Beans はソフトウェアコンポーネントを作成するための仕様で、いろいろな機能を持つようにつくることができますが、どんな Beans であっても以下の基本機能を持っています。
- プロパティの操作
Bean の見た目やどんな動作をするのか、プロパティを設定できます。たとえば、丸が書かれたパネルの前景色のプロパティを赤から青に変えるというような操作です。
- カスタマイズ
Bean の見た目や動作をカスタマイズする方法を提供できます。ビルダーツールを使った場合、コンポーネントをカスタマイズするための GUI を提供できたりします。
- イベントによる通信
独自のイベントを作成したり、Bean 同士をイベントを使って通信させることができます。
- イントロスペクション
Bean の中身(メソッドやプロパティ)を自動的に見つける機能です。
- 永続性
オブジェクトシリアライゼーションという方法で Bean の状態を保存、復元できます。

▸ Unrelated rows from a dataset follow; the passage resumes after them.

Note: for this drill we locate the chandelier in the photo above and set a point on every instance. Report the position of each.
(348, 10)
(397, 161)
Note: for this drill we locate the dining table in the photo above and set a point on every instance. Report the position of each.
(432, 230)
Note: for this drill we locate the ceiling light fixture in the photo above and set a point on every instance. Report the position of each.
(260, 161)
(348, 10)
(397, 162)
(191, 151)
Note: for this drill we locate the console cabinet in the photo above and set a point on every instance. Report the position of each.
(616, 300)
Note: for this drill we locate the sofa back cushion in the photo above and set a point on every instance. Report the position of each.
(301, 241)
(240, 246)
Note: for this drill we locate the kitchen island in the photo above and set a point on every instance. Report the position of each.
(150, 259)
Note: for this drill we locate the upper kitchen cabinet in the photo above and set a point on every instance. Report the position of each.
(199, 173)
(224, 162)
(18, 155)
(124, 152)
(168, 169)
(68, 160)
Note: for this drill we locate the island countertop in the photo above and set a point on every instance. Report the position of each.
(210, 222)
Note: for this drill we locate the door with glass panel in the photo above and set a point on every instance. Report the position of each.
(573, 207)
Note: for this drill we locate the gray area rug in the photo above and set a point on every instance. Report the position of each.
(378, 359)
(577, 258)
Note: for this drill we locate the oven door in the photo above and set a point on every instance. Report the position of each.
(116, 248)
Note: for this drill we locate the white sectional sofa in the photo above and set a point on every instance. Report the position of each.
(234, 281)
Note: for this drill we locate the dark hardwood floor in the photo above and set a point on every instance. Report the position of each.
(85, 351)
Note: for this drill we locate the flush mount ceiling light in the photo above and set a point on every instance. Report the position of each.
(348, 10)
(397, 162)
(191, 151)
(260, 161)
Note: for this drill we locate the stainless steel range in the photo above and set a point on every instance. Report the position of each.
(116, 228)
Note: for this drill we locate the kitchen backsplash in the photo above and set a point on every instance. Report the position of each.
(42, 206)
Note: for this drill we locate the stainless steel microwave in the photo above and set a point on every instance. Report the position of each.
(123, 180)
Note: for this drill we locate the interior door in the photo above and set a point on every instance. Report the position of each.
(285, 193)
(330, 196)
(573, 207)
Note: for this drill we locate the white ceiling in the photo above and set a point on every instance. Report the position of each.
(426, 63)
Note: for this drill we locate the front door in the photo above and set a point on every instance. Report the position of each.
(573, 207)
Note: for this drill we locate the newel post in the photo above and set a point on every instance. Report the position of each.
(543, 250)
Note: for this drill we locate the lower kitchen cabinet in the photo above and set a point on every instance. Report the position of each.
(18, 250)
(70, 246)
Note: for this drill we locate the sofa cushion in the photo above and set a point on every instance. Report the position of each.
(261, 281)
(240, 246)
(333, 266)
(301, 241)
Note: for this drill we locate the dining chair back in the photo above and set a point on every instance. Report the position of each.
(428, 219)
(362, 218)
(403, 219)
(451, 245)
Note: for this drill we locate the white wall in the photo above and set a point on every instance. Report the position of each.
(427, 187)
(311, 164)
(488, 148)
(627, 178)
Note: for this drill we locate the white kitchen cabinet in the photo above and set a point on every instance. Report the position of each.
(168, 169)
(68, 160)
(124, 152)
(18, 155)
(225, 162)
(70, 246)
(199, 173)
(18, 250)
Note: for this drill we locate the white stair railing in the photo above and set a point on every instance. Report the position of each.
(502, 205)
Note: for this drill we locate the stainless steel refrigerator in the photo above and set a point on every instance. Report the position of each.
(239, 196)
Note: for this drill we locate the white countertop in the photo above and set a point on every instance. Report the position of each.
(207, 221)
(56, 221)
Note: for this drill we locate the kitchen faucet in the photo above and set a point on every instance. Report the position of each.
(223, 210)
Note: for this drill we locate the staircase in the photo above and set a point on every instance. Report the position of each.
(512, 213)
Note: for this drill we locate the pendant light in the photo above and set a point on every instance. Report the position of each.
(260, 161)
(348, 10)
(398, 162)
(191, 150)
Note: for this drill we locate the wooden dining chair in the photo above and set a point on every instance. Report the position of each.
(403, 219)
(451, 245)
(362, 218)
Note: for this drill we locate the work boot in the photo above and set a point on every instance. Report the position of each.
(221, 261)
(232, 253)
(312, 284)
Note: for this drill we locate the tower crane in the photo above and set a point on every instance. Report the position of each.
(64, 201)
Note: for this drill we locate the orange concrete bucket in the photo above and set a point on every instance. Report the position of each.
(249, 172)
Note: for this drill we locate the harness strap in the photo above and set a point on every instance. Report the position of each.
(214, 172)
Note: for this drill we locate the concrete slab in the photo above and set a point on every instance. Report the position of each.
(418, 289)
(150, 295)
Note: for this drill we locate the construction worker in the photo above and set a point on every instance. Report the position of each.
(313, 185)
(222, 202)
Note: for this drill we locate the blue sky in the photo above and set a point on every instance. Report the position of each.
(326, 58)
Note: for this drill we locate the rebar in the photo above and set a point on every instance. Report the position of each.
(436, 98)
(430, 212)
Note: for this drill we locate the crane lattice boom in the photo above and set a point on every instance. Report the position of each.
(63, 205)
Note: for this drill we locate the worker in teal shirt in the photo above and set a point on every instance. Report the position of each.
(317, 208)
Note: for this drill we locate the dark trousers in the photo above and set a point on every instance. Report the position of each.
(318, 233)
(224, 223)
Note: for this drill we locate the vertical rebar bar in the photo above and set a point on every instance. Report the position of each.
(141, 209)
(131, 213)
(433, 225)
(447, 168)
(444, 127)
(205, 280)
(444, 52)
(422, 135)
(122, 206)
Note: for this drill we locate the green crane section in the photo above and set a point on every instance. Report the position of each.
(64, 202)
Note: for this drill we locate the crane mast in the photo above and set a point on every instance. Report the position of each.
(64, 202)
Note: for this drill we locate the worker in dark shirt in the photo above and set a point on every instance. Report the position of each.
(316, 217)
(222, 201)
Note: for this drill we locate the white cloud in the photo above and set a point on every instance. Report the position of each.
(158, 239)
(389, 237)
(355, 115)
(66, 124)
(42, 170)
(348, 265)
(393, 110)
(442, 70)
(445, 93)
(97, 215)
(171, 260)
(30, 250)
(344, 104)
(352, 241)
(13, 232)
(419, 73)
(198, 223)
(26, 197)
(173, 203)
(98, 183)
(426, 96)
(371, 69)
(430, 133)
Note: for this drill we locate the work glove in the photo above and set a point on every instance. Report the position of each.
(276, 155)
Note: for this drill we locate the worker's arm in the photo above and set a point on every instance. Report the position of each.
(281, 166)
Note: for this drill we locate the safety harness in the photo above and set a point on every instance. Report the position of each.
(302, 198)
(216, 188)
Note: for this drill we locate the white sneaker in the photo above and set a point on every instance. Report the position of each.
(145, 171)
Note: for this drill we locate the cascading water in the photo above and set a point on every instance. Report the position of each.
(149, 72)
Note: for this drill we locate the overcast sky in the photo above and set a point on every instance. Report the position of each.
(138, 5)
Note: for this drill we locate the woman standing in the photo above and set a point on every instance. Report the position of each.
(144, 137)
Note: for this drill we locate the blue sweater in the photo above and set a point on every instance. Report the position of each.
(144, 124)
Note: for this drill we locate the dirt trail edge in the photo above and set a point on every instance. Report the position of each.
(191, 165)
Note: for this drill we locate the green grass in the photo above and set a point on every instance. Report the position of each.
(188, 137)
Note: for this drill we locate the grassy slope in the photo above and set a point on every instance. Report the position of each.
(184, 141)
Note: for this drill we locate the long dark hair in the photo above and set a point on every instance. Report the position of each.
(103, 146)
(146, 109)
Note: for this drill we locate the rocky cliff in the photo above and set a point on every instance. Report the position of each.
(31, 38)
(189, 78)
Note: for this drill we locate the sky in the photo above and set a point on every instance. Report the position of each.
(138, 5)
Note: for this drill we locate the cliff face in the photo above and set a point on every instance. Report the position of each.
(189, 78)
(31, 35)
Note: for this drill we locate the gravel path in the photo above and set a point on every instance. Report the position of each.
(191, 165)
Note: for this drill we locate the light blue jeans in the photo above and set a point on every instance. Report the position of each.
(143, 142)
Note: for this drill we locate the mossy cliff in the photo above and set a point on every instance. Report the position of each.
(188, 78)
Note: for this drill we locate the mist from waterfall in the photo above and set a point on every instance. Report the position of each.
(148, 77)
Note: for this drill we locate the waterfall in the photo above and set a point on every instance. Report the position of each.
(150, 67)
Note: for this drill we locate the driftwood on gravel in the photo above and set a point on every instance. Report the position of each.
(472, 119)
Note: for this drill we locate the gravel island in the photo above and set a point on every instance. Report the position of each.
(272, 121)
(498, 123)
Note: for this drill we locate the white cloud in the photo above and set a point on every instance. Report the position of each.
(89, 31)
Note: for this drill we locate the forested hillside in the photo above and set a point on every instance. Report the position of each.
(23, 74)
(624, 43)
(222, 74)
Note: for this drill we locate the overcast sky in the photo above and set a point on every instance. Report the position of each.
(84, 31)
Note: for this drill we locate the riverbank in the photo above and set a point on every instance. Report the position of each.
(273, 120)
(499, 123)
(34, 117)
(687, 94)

少し難しい内容ですが、順番に見ていくことにしましょう。
JavaBeans は仕様です、といわれても実際にどんなことができるのか見てみないとよくわかりません、という声が聞こえてきそうなので、サンプルを動かしてみましょう。
Beans を試してみるにはビジュアル開発ツール(ビルダーツール)があるといいのですが、ちょっと試してみたいだけなのに、製品を買ったり、何十メガもするプログラムをダウンロードするのはちょっとツライですね。

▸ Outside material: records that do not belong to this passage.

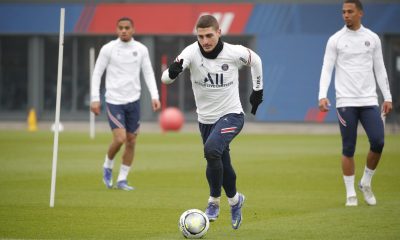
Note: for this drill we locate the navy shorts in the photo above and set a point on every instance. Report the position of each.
(124, 116)
(220, 134)
(370, 119)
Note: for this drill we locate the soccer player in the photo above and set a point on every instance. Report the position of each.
(124, 59)
(213, 66)
(356, 54)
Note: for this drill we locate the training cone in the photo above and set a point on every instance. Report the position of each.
(171, 119)
(32, 121)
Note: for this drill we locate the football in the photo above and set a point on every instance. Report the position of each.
(193, 223)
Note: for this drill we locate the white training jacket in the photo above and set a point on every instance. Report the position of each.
(356, 56)
(123, 62)
(215, 82)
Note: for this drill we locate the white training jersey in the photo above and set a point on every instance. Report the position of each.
(356, 57)
(123, 61)
(215, 82)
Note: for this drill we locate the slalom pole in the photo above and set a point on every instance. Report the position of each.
(91, 115)
(58, 103)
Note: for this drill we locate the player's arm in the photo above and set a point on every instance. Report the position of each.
(170, 74)
(179, 65)
(100, 66)
(382, 78)
(326, 75)
(250, 58)
(150, 80)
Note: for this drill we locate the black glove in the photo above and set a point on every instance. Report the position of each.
(175, 68)
(255, 100)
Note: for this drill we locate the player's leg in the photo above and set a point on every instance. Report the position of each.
(213, 175)
(225, 130)
(132, 119)
(117, 126)
(348, 122)
(373, 125)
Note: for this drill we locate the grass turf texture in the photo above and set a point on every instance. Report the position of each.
(293, 187)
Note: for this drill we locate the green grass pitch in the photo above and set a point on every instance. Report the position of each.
(293, 187)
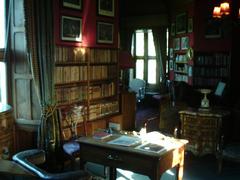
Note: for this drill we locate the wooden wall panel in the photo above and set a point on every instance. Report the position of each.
(21, 66)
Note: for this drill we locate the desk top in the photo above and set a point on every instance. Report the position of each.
(12, 168)
(211, 113)
(168, 143)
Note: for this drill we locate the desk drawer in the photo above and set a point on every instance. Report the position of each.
(118, 159)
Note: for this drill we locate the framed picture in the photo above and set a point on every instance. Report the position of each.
(190, 25)
(75, 4)
(71, 28)
(106, 7)
(176, 43)
(184, 43)
(105, 32)
(181, 23)
(173, 29)
(213, 29)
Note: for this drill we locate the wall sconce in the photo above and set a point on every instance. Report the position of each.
(223, 10)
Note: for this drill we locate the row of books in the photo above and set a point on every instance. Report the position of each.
(216, 60)
(66, 74)
(102, 72)
(102, 55)
(208, 82)
(69, 54)
(77, 54)
(103, 90)
(71, 94)
(103, 109)
(181, 77)
(211, 72)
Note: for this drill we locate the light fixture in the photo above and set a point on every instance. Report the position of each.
(223, 10)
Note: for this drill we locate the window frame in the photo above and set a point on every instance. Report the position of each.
(2, 54)
(145, 57)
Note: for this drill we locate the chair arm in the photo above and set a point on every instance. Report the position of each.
(27, 159)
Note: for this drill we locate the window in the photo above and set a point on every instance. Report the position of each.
(3, 87)
(2, 24)
(143, 50)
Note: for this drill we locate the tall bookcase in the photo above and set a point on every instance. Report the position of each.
(86, 83)
(209, 68)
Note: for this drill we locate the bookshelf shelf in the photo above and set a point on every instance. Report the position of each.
(210, 68)
(89, 81)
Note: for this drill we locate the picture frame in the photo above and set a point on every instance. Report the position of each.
(190, 25)
(73, 4)
(184, 43)
(106, 7)
(181, 23)
(173, 27)
(176, 43)
(213, 30)
(105, 32)
(71, 28)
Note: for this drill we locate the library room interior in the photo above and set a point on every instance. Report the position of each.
(119, 89)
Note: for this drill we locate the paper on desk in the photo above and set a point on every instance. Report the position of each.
(125, 141)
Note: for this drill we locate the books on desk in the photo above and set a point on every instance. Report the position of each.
(125, 141)
(101, 135)
(151, 147)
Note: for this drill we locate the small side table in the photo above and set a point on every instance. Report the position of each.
(202, 129)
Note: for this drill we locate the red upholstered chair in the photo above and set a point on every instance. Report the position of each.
(70, 146)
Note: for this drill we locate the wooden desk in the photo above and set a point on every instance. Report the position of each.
(14, 169)
(129, 158)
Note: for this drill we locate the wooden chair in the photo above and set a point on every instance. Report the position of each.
(71, 147)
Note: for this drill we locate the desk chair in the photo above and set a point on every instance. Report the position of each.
(70, 146)
(138, 86)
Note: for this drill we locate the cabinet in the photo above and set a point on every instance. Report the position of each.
(202, 129)
(86, 84)
(209, 68)
(6, 132)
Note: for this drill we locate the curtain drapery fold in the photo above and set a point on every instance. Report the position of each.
(40, 46)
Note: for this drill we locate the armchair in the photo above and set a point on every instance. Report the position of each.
(33, 159)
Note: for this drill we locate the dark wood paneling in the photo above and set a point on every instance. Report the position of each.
(18, 13)
(21, 66)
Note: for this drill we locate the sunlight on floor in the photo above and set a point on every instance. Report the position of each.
(128, 175)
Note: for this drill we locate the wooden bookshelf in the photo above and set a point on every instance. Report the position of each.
(87, 78)
(210, 68)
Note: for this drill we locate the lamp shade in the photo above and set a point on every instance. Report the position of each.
(126, 60)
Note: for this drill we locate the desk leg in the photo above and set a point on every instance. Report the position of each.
(113, 173)
(179, 169)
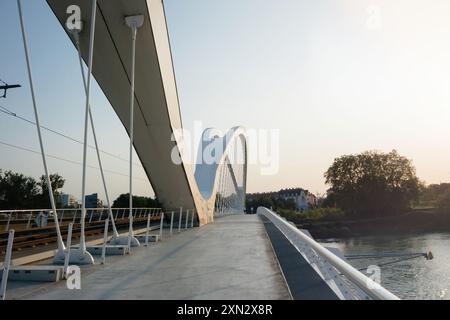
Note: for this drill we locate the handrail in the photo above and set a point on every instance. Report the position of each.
(70, 209)
(367, 285)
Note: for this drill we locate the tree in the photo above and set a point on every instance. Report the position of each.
(57, 183)
(17, 191)
(373, 183)
(123, 201)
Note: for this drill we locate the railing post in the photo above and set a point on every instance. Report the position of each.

そこで、今回は BeansDevelopmentKit (BDK) というツールを使っていくことにします。まずはこちらのサイトから BDK1.1 をダウンロードします。は Java2SDK がインストールされていることが前提です。ダウンロードができたらアイコンをダブルクリックするとインストールが始まります。

Next を押すと、

ライセンスに同意して、Next を押す。

インストールするフォルダをたずねられたら、ブランクを含まないフォルダで指定してください。デフォルト表示の \Program Files\BDK1.1 では不具合があります。ディレクトリ名にブランクが入らなければ大丈夫だと思います(たとえば、C:\BDK1.1)。
使用するJVMを決めます。いつも使っている SDK を選択するのが無難でしょう。
あとはインストールが終わるまで待つだけ。
インストールができたら、<BDK_HOME>\beanbox にある run.bat をダブルクリックします( BDK_HOME は BDK をインストールしたフォルダです)。するとフレームがいくつか表示されます。